September- Putaputawētā - Native Plant of the Month

Putaputawētā

Carpodetus serratus

Putaputawētā leaves showing characteristic marbling.

Putaputawētā are elegant, endemic, small trees that grow throughout the bush understory across Aotearoa. They particularly like growing on bush margins and stream banks, which make them quite easy to spot. Putaputawētā will happily grow in a shaded spot in your garden as long as you have reasonably rich soil. They will even thrive in damp spots that might be standing water for several months of the year, making them ideal for swampy locations. You can often see putaputawētā happily keeping kahikatea and cabbage trees company in wetland restoration sites.






Juvenile putaputawētā (Photo Laura Dillon iNaturalist CC BY-NC)

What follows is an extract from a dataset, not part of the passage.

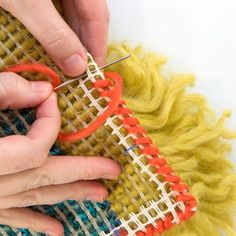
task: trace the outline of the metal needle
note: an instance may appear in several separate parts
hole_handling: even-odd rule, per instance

Putaputawētā, like many of our native trees, have different juvenile and adult forms. Saplings have small leaves that are arranged alternately along zig-zagging fine branches. These young branches are arranged in horizontal tiers that give young trees a fine symmetry. As the trees mature their leaves will double in size and their branches become more dense and straight. Often you can find shoots of juvenile foliage on mature trees, which means you can compare the two growth forms on the same plant. Putaputawētā flower in late spring/early summer with clusters of small, white, star-shaped blooms. These form rounded, hard fruits with a distinct circling rim around their tops. The fruit begin a dark green colour and ripen to a purple-black in late summer/autumn. They are eaten by birds, which disperse the seeds.

Putaputawētā in flower (Photo by JM Homewood iNaturalist CC BY-NC)

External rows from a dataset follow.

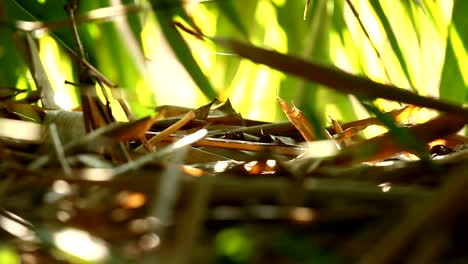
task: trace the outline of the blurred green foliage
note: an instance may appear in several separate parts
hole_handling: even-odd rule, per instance
[[[17,264],[20,263],[16,250],[10,246],[2,245],[0,247],[0,263]]]
[[[48,45],[59,50],[53,56],[41,53],[46,69],[70,57],[75,48],[65,22],[65,4],[65,0],[2,4],[5,19],[0,61],[3,67],[8,65],[7,71],[1,71],[2,85],[34,86],[25,65],[17,59],[22,51],[12,44],[13,35],[25,34],[14,26],[19,20],[62,21],[49,34],[55,43],[44,41],[43,34],[36,37],[42,50]],[[124,14],[103,9],[117,5],[142,8]],[[230,98],[245,117],[284,119],[277,95],[294,102],[321,125],[328,116],[352,120],[367,115],[350,96],[225,54],[221,48],[176,29],[173,21],[210,36],[244,39],[423,95],[466,102],[468,25],[463,18],[463,1],[313,0],[305,19],[304,5],[305,1],[285,0],[83,0],[78,1],[78,17],[87,20],[79,23],[79,31],[88,60],[119,85],[137,115],[151,113],[156,104],[197,106],[218,96]],[[107,16],[98,19],[93,11],[107,12]],[[65,79],[76,78],[76,61],[68,59],[67,63],[74,68],[60,67],[50,73],[52,83],[62,84],[55,87],[57,91],[65,89]],[[74,90],[66,89],[73,98],[70,91]],[[77,104],[76,99],[60,98],[57,100],[69,102],[63,103],[64,107]],[[392,108],[395,104],[381,106]]]
[[[215,239],[218,263],[249,263],[255,252],[255,241],[241,228],[221,230]]]
[[[277,96],[294,102],[320,126],[328,116],[349,121],[367,115],[351,96],[226,54],[176,29],[173,21],[209,36],[242,39],[423,95],[457,104],[468,101],[467,1],[311,0],[304,19],[305,2],[82,0],[78,28],[89,62],[118,84],[114,94],[122,93],[138,116],[151,114],[156,105],[195,107],[215,96],[229,98],[244,117],[253,119],[285,119]],[[79,104],[75,88],[64,84],[65,80],[76,82],[78,68],[66,3],[0,3],[1,89],[35,89],[20,45],[22,35],[33,34],[57,103],[69,109]],[[126,9],[123,14],[105,9],[120,5],[141,8]],[[97,11],[104,17],[98,18]],[[31,30],[25,21],[45,24],[34,24]],[[55,22],[51,32],[41,33],[51,25],[47,23]],[[379,103],[384,110],[396,105]],[[308,250],[293,247],[301,245],[295,238],[278,241],[283,243],[279,250],[286,249],[296,259],[303,259],[301,254]],[[255,247],[248,234],[238,229],[223,230],[217,246],[220,257],[233,263],[246,263]],[[316,254],[322,263],[336,263],[322,253]],[[2,263],[16,258],[9,248],[0,249]]]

Putaputawētā are trees that go by many names and each are wonderfully descriptive. The first, marbleleaf, is an ode to the mottled colouration of the leaves. These are much darker around the leaf veins, producing a marbled effect that is most clearly seen from below. Another, less common, name is bucket-of-water tree. Putaputawētā don’t pour water from their cut timber, but their wood is notoriously sappy, reluctant to burn and doesn’t give off much heat when it does. Adding putaputawētā wood to a fire is apparently akin to throwing a bucket of water on it! Finally, the name putaputawētā, as you might have guessed, refers to wētā… many many wētā. The very-many-wētā described in this name live in the numerous holes that putaputawētā trunks usually bear. They hide in these holes during the day snug and safe from any hungry mice, rats or birds and then emerge at dusk to feed.

Putaputawētā trunk with holes and scars from pūriri moth caterpillars (photo by Tony Wills iNaturalist CC BY-SA)

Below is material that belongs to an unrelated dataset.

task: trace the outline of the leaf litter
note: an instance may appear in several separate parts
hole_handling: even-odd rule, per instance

While putaputawētā are clearly an important habitat for wētā, the holes that they live in are not made by them. Instead they are made by another of our remarkable and endemic insects - the caterpillars of the pūriri moth. Pūriri moth caterpillars bore large holes into the trunks of many of our native (and exotic) trees. They create a springy web of silk over their holes to disguise it from curious predators (and fingers!) and emerge at night to feed on the tree’s bark around the edge of their hole under the protective silk layer. These caterpillars can live in their snug tree holes anywhere between 8 months and 7 years! Pūriri moths may be named after the pūriri trees that also sport caterpillar holes, but putaputawētā are one of these caterpillars’ top tree choices. This makes them a very important part of the pūriri moth life cycle, particularly in parts of the country where pūriri don’t grow. Even very small putaputawētā trees usually have holes or scars from these caterpillars. Pūriri moths are our largest native moth species and are found nowhere else in the world. While pūriri moths and wētā are some of our largest native insects, putaputawētā also support a range of smaller native insects. Small brown bush ants (Prolasius advenus) feed on the trees’ sap that wells from the wounds the pūriri moth caterpillars create. Putaputawētā flowers also attract plenty of native pollinating insects, including our small native bees.